Retailer tips 50pc annual profit jump
Shareholders told physical stores still a priority as online sales grow
Clothing retailer Hallenstein Glasson Holdings says it is aiming to boost annual profit by 50 per cent as it continues to build its digital offering.
Group chief executive Mark Goddard told shareholders at the company’s annual meeting in Christchurch yesterday that he was “delighted” with its performance in the first 19 weeks of the financial year.
“The performance you see today is a direct result of the quality and passion of the teams we have across the group, in our offices, our distribution centres, and particularly in our stores,” Goddard said.
The NZX-listed company’s profit in the 12 months to August 1 was $17.3 million, up from $13.7m the previous year.
Hallenstein Glasson would continue to develop its digital offering but physical stores were still a priority, Goddard said. “While online is, and will continue to be, a very significant growth strategy for the group, there is no question that our physical stores do and will continue to play a critical and very exciting role in our future.”
The company’s online sales grew 44 per cent in the last financial year and account for 9 per cent of total group turnover.
Hallenstein Glasson was shifting to an experiential focus “to exceed customers’ expectations”, he said.
“We are introducing technology to simplify the store and shopping experience for both customers and our team — ensuring that we offer an exceptional and exciting retail experience.”
The company’s shares closed up 5.54 per cent at $3.62.

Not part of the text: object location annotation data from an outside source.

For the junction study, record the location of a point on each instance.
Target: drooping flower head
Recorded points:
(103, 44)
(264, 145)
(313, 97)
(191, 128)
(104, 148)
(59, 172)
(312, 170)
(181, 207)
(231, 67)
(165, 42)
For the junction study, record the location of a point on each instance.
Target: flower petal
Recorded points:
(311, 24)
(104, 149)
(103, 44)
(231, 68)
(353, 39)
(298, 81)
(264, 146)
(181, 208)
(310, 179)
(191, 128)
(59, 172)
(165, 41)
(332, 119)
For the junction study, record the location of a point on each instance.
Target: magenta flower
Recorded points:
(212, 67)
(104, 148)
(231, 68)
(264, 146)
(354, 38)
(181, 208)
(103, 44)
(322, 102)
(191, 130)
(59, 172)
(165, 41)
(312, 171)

Total group sales for the last financial year were $239m, up 6.93 per cent from the year before. Glassons New Zealand sales last year hit $89.50m, an increase of 7.16 per cent on the prior year, while Hallenstein Brothers sales were $91.10m, up 1.89 per cent.
Sales for retailer Storm were $8.34m, down 11.24 per cent on the previous year.

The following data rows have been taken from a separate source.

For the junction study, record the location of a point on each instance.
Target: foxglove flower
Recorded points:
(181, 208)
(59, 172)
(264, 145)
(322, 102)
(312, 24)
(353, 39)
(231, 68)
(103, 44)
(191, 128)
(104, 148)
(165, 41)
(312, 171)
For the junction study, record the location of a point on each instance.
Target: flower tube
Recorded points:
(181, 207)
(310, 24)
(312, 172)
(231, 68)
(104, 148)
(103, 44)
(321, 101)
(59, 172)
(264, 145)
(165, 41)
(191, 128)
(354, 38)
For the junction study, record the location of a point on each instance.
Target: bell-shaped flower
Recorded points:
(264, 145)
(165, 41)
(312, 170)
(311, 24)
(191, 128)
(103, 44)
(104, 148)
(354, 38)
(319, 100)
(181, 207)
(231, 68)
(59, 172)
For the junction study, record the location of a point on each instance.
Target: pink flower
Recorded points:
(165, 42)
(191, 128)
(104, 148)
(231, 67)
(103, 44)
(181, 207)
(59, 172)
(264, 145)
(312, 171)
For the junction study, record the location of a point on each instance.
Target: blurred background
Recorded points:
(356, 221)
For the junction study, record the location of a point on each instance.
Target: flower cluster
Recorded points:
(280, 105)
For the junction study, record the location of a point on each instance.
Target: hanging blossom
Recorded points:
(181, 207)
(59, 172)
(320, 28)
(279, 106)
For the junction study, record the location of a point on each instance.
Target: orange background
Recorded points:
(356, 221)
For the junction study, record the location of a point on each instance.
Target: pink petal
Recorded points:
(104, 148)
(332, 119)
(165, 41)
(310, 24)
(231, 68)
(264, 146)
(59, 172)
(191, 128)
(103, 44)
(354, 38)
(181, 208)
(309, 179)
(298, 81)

Online sales continued to grow at a faster rate than bricks and mortar, as a result of the company’s commitment to invest in digital, said chairman Warren Bell.

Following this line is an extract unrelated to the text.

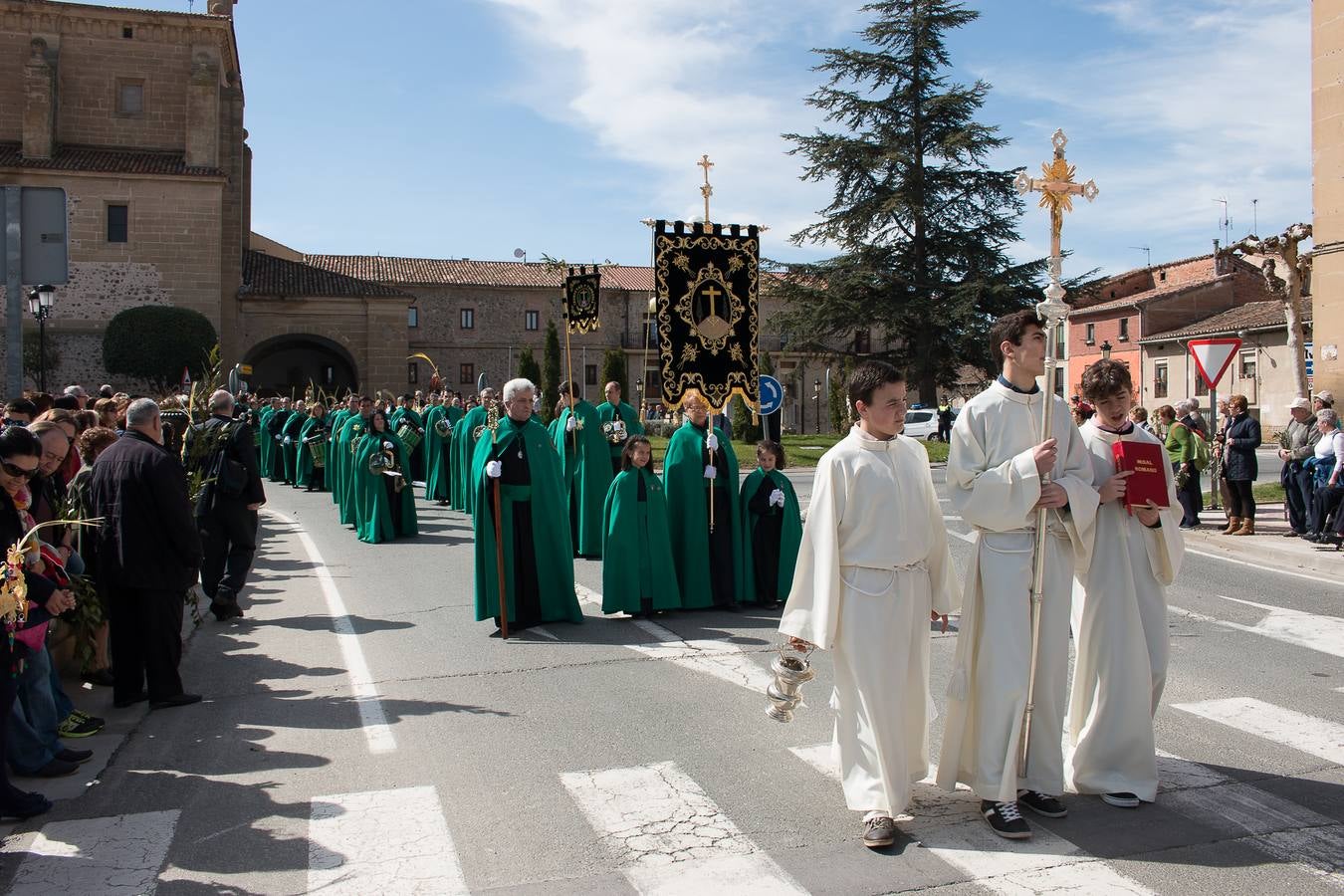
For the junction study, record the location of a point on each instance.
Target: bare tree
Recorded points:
(1290, 289)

Research analyst Mohandeep Singh said a forecast increase of 50 per cent for annual profit looked good from the outset but there were multiple factors at play.
“If you look at the first-half of last year, the Hallensteins brand had a really poor performance — their growth margin was the lowest in more than six years, so I suspect this 50 per cent increase, a big chunk of that, will be a rebound,” he said. A less than favourable start to summer last year would have also slowed the company’s sales last year, Singh said.
“You’re [ also] getting a reversal of some of those factors where the weather is now more favourable, they’ve opened up a bunch of new stores that potentially weren’t open last year and so you’re getting the improvement impact from that,” he said.
Hallenstein Glasson opened six new stores and renovated four in the last year. 12 months to August 1
There are 44 Hallenstein Brothers and 38 Glassons stores in New Zealand.
Purchasing stock at a more favourable currency rate six or more months ago would also be an influencing factor, Singh said. “The currency is starting to come off, although, that won’t affect Hallenstein Glassons until the second-half of the year.”